En temps normal - c’est-à-dire avant la pandémie -, il n’était à peu près pas possible de mener des études sur l’isolation sociale chez les humains. Ça aurait été très peu éthique de le faire. Alors les neuroscientifiques se servaient souvent des animaux pour les isoler puis étudier leurs cerveaux; on sait d'ailleurs que de nombreuses espèces partagent sensiblement les mêmes connections de socialisation que nous.
Ce que ces études disaient en gros sur la privation de contacts sociaux chez les animaux, c’est qu’elle mène à plus de stress et d’anxiété. Et qu’ont constaté les scientifiques pendant la pandémie? Sensiblement la même chose : lorsque privés de leur structure sociale habituelle, les êtres humains produisent plus de cortisol, l’hormone du stress qui peut causer des ravages dans notre organisme. Ils démontraient également différents symptômes d’anxiété et étaient plus souvent en état d’hypervigilance.
Un effet épeurant de la distanciation sociale ou de l’isolation, c’est aussi la réalité de « perdre » nos habiletés sociales… Nos comportements sociaux, qui ont été appris depuis notre plus tendre enfance, ont en effet tendance à s’effacer graduellement s’ils ne sont pas assez utilisés et aiguisés. Les résultats d’études menées à la fois sur des animaux et des humains révèlent encore une fois sensiblement la même chose : face à l’isolation, notre hippocampe, l’endroit du cerveau qui traite l’apprentissage et la mémoire, rapetisse. Et notre mémoire est impactée, incluant notre mémoire sociale, comme la capacité de reconnaître un visage, par exemple.
Ce que les neuroscientifiques croient, bien que peu d’études le démontrent encore, c’est par contre que la mémoire sociale, tout comme les fonctions cognitives, a une bonne capacité de s’adapter.

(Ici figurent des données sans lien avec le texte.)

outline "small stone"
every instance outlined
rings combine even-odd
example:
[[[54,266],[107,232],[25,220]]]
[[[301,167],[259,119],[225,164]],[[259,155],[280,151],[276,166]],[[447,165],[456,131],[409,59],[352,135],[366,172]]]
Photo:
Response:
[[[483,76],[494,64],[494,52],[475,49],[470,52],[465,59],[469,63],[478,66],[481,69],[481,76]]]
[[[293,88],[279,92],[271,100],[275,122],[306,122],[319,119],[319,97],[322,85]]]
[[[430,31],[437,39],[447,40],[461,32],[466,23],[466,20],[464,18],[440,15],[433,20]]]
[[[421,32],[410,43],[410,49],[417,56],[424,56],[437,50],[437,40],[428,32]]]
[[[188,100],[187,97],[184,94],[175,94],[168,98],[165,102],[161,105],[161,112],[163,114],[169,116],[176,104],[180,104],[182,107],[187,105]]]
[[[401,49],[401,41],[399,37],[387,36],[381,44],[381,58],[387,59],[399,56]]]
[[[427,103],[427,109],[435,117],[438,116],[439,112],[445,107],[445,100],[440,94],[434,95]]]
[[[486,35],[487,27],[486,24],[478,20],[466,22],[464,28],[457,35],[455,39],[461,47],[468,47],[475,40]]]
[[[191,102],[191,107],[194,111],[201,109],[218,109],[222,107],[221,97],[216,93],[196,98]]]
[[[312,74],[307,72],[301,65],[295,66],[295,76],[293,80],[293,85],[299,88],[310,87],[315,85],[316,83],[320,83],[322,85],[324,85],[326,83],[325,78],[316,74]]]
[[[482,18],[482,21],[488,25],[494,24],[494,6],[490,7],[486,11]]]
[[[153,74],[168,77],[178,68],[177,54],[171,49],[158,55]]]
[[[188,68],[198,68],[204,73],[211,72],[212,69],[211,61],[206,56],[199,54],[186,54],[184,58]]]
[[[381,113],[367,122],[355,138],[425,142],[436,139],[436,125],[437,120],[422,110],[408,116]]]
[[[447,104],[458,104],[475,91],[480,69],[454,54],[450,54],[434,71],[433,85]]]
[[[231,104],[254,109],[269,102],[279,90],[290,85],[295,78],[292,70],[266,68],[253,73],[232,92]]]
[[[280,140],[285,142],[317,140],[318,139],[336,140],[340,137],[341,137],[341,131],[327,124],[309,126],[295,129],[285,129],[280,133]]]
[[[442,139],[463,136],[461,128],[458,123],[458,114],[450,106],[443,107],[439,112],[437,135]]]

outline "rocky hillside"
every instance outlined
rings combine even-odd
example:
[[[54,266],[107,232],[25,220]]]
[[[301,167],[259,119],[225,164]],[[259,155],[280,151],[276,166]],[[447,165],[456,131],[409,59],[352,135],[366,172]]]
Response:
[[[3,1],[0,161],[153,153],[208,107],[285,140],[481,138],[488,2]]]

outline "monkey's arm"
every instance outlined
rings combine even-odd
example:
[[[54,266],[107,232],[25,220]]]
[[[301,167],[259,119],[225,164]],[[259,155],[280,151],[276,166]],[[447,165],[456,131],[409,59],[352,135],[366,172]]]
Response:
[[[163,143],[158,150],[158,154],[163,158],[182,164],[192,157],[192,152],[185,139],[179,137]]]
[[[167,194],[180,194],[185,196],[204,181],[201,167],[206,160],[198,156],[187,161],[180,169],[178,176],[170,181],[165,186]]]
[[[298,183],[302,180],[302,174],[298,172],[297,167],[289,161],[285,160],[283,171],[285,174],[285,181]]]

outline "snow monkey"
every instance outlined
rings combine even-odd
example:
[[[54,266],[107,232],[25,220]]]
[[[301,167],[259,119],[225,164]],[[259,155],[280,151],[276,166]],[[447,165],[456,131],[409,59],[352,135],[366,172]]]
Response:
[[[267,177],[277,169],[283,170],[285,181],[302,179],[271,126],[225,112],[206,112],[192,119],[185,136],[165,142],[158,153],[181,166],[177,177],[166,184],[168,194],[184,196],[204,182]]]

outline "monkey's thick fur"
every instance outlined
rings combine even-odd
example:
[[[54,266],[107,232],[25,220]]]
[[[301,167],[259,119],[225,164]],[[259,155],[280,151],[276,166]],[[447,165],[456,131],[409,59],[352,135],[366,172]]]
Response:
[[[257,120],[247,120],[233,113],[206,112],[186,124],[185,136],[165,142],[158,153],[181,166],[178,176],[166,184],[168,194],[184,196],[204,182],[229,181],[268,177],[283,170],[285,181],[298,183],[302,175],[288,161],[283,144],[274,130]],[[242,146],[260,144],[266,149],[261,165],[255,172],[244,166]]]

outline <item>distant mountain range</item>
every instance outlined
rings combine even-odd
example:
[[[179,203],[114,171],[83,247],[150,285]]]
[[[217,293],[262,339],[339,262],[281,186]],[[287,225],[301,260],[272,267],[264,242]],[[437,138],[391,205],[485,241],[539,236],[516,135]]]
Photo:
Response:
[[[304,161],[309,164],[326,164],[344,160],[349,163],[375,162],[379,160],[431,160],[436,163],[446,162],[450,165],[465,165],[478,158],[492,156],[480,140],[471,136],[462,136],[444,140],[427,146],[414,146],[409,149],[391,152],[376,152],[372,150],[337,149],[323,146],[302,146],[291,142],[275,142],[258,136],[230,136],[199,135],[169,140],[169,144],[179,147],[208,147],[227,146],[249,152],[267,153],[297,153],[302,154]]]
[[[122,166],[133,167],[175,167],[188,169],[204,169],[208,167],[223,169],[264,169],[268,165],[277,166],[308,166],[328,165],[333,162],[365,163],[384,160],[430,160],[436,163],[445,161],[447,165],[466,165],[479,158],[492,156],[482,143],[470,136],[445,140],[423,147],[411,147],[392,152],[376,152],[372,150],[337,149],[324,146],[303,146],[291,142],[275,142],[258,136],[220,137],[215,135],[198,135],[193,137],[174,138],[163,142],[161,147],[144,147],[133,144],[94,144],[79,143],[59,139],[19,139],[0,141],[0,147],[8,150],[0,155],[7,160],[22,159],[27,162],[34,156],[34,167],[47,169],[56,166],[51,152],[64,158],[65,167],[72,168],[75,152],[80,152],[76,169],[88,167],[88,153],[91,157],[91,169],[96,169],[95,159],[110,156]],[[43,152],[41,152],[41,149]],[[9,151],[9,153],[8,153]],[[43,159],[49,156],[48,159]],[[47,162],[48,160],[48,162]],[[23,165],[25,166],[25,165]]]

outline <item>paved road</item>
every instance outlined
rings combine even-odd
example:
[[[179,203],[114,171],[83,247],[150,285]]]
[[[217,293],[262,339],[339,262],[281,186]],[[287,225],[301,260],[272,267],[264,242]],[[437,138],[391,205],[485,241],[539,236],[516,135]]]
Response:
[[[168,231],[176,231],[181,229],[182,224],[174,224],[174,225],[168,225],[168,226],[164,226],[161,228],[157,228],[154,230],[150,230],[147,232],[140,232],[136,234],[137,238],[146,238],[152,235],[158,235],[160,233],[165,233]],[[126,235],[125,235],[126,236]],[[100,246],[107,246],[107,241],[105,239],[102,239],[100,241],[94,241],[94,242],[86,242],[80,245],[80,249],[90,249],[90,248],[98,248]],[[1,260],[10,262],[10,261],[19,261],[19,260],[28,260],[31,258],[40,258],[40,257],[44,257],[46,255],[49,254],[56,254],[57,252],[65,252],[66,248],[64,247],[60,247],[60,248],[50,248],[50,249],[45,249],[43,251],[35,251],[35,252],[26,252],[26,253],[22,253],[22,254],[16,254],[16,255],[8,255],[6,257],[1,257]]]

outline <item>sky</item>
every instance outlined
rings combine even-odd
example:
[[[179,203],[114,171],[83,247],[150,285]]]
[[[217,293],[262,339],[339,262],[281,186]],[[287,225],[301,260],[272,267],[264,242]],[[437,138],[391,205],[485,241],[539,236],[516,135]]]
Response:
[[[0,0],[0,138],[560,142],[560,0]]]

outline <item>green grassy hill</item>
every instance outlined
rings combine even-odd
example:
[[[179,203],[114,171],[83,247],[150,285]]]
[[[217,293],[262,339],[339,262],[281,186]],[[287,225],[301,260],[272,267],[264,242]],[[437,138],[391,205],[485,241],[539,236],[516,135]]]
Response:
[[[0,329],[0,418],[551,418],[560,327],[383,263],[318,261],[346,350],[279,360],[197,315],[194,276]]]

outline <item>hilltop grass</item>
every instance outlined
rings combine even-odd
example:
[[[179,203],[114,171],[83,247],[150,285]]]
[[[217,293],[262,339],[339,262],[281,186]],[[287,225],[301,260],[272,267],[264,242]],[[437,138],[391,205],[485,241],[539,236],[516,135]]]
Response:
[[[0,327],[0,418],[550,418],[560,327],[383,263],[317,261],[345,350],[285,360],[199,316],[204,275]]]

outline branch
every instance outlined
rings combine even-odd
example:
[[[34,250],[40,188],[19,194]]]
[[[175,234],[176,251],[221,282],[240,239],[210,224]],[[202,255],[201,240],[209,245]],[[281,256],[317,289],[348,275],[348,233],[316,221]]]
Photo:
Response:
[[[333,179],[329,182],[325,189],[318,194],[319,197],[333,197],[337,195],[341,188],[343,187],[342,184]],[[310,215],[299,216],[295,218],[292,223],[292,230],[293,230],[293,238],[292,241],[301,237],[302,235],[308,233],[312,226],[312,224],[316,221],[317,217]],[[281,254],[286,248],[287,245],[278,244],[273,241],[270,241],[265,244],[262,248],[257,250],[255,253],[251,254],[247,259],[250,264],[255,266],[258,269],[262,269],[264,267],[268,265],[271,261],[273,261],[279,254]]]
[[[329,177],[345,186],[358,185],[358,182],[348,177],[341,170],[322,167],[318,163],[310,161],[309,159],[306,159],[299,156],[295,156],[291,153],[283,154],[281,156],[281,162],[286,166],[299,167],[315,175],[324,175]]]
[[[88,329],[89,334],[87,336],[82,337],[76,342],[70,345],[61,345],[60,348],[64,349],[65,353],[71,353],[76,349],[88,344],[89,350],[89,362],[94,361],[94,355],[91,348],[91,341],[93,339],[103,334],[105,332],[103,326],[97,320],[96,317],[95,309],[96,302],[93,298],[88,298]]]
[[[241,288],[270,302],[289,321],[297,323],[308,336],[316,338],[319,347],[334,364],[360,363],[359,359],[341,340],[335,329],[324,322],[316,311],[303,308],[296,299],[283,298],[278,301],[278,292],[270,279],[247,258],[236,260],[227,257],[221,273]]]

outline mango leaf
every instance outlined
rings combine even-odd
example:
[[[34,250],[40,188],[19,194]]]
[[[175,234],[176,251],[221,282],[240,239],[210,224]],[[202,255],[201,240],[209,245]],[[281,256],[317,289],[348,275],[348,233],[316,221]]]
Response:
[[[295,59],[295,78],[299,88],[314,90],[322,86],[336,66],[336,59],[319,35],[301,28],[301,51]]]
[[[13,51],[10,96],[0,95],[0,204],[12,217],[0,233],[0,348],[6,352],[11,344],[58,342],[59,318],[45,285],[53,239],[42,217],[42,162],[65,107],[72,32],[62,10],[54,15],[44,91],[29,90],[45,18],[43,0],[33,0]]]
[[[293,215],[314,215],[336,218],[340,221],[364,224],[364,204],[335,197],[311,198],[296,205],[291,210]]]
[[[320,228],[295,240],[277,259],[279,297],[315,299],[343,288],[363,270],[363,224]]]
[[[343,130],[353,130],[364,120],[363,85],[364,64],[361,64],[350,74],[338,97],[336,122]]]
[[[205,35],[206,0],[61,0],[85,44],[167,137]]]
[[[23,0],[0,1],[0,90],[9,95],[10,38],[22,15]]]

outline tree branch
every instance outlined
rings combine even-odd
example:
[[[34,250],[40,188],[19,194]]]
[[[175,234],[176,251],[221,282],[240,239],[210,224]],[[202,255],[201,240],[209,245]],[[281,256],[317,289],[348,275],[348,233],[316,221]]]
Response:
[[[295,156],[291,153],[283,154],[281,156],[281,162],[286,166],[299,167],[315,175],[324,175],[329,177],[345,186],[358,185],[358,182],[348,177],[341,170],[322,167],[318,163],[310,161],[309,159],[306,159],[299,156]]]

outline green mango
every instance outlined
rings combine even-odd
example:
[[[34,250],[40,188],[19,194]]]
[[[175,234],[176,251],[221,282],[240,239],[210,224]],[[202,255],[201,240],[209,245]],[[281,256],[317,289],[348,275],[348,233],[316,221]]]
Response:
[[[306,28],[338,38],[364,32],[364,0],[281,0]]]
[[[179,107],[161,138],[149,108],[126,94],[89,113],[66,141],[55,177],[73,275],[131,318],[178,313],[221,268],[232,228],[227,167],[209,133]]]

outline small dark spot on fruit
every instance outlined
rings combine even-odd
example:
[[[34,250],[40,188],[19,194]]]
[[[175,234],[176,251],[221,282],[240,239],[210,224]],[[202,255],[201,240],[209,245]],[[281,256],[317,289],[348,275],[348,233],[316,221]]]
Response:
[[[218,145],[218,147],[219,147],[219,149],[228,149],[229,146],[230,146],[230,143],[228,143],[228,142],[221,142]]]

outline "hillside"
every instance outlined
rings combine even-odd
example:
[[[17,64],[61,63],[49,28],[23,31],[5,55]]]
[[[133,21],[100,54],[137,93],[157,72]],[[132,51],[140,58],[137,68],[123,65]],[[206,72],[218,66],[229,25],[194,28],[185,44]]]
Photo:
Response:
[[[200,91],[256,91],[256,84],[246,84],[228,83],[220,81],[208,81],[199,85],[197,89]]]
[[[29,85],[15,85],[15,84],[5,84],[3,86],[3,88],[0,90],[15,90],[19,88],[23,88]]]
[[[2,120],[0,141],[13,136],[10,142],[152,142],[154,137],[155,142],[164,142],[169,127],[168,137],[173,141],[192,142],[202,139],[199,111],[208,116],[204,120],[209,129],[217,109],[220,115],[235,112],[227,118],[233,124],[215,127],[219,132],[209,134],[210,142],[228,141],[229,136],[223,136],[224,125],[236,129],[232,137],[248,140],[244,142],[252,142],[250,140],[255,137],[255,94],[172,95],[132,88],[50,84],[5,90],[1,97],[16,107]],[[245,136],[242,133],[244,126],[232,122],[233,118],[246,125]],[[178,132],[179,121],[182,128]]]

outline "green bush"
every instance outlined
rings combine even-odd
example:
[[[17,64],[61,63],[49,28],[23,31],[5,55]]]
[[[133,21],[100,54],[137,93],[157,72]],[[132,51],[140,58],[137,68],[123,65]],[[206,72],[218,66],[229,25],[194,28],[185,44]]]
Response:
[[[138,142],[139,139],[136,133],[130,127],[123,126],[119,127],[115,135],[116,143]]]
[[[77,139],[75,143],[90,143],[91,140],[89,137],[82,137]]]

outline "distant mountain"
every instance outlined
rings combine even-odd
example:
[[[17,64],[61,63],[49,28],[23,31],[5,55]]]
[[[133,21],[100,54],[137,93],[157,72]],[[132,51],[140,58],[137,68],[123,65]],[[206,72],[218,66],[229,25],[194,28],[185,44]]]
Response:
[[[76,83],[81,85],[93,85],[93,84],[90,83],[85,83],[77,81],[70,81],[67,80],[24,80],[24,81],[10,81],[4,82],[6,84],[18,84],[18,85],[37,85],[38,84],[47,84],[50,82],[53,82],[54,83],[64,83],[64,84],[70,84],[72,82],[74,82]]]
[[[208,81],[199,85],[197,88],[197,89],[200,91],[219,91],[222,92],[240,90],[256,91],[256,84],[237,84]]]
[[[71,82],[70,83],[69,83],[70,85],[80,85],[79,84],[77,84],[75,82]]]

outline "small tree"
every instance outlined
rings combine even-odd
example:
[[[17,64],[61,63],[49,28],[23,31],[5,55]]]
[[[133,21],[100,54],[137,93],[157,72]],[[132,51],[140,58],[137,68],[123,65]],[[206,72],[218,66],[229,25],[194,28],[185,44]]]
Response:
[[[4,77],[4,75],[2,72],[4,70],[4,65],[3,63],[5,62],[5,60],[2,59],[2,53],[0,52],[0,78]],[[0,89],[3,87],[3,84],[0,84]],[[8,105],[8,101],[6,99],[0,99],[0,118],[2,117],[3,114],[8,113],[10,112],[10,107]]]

Dans quelques études menées sur les animaux, le niveau de cortisol est revenu à la normale une fois que les sujets isolés ont été resocialisés. Par exemple, certaines souris ont démontré une nervosité et de l’anxiété au tout début de leur retour en « société »… Mais rapidement, elles sont revenues à la normale et ont retrouvé leur mémoire!
C’est peut-être donc simplement une question de « passer au travers » de cette période étrange, durant laquelle plusieurs d’entre nous ne se sentent pas bien face à un retour aux situations sociales? À mesure que l’on recommence à utiliser nos habiletés sociales, on peut espérer que ça devienne plus facile et que nos habiletés reviennent.